Il y a 72 critères à satisfaire. Pas question de renoncer à cette exigence.

« Nous en avons rempli 37. Il en reste 34. Nous espérons avoir répondu aux critères restants début mai et nous attendons que l’UE fasse alors sa part, notamment au niveau du Parlement européen, pour finaliser la levée de cette obligation en juin », a déclaré Ahmet Davutoglu.

Les Européens sont dubitatifs.

La Turquie peut-elle espérer adhérer rapidement à l’Union européenne ?

Le pays a le statut de candidat, mais les négociations sont bloquées. 18 des 35 chapitres sont gelés, dont six (libre circulation des travailleurs, droit d’établissement et libre prestation de services, politique de concurrence, agriculture, sécurité alimentaire et pêche) sont considérés par la Commission européenne comme très difficiles à adopter.

« Il y a au moins trois chapitres (concurrence, marchés publics, social) sur lesquels la Turquie ne veut pas faire les efforts nécessaires pour ouvrir la discussion, car cela lui demanderait des réformes difficiles », expliquent des diplomates français et allemands.

« Encore une fois, nous avons perdu la bataille de l’opinion publique, car l’idée qui s’est installée est que c’est l’Europe qui bloque, pas la Turquie ».

Ankara réclamait un geste des Européens.

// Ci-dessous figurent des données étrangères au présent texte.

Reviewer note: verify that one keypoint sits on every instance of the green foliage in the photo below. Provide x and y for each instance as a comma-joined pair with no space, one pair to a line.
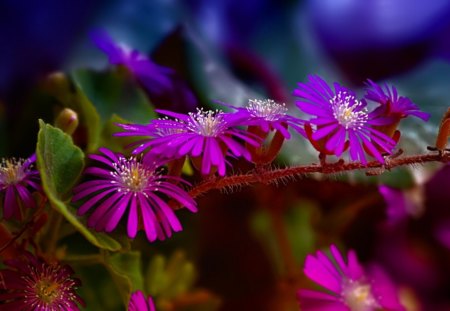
71,95
126,271
60,163
299,230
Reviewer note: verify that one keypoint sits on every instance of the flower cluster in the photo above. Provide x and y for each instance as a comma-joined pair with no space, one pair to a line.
163,85
30,283
341,121
129,184
18,179
351,287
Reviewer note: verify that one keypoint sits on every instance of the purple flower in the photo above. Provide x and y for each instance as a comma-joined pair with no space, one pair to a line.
18,179
163,84
139,303
268,115
391,105
30,283
350,287
206,136
341,121
129,184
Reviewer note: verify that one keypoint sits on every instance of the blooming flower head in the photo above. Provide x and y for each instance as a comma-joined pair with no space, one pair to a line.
341,121
138,302
18,179
392,105
30,283
134,186
392,108
162,83
206,136
350,287
268,115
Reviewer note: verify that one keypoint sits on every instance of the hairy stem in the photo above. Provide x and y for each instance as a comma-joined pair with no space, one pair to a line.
272,175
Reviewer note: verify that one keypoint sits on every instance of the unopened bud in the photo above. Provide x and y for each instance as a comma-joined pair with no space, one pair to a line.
67,121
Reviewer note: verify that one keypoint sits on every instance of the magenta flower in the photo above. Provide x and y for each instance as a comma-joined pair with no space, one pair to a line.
131,185
268,115
341,121
18,179
391,105
139,303
207,136
350,287
30,283
163,84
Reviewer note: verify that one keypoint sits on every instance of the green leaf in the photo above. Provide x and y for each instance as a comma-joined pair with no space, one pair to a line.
155,278
72,96
299,229
115,143
125,269
60,163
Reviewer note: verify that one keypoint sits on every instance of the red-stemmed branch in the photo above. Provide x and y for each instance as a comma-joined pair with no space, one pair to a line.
269,175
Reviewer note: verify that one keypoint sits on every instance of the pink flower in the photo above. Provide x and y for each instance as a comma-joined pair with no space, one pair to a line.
30,283
350,287
18,179
139,303
122,185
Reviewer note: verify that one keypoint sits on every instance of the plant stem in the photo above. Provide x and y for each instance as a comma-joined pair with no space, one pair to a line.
273,175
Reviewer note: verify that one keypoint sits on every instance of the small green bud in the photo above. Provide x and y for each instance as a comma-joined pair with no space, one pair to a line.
67,121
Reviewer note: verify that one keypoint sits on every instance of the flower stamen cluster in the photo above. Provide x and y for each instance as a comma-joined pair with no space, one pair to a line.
12,171
206,123
348,111
266,109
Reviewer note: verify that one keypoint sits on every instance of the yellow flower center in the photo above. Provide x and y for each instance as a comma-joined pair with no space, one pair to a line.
11,171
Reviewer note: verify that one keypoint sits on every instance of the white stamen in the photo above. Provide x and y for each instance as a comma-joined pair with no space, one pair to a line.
344,110
207,123
132,175
358,296
267,109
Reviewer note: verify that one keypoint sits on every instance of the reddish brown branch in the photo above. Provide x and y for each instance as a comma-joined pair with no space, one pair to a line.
272,175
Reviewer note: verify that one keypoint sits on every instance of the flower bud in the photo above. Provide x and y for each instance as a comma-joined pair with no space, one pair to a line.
67,120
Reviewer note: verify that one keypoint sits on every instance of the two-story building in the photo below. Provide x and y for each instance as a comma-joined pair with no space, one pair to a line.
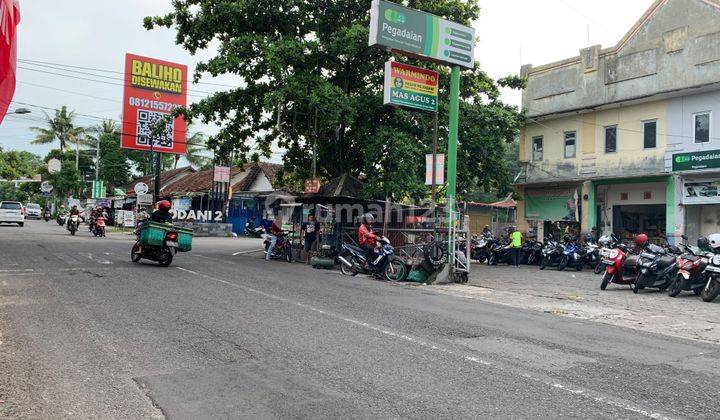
605,127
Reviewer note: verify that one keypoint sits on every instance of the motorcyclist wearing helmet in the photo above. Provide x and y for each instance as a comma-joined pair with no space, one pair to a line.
367,239
162,214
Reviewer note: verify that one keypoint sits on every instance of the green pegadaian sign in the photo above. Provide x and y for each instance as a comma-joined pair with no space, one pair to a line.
412,31
692,161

Mais la demande est à usage interne. Le gouvernement turc cherche à faire avancer les négociations avec l’UE pour faire reconnaître son statut, légitimer sa politique intérieure, résume un diplomate européen.

Selon lui, « le gouvernement turc ne cherche pas vraiment à aller au bout de la négociation d’adhésion ».

Aux termes de l’accord du 18 mars, le chapitre budgétaire sera donc ouvert à la négociation. Il est important pour faciliter les financements européens et ne pose aucun problème particulier. Il avait été bloqué par Nicolas Sarkozy. François Hollande a levé l’opposition française. L’objectif est de parvenir à un accord avant fin juin.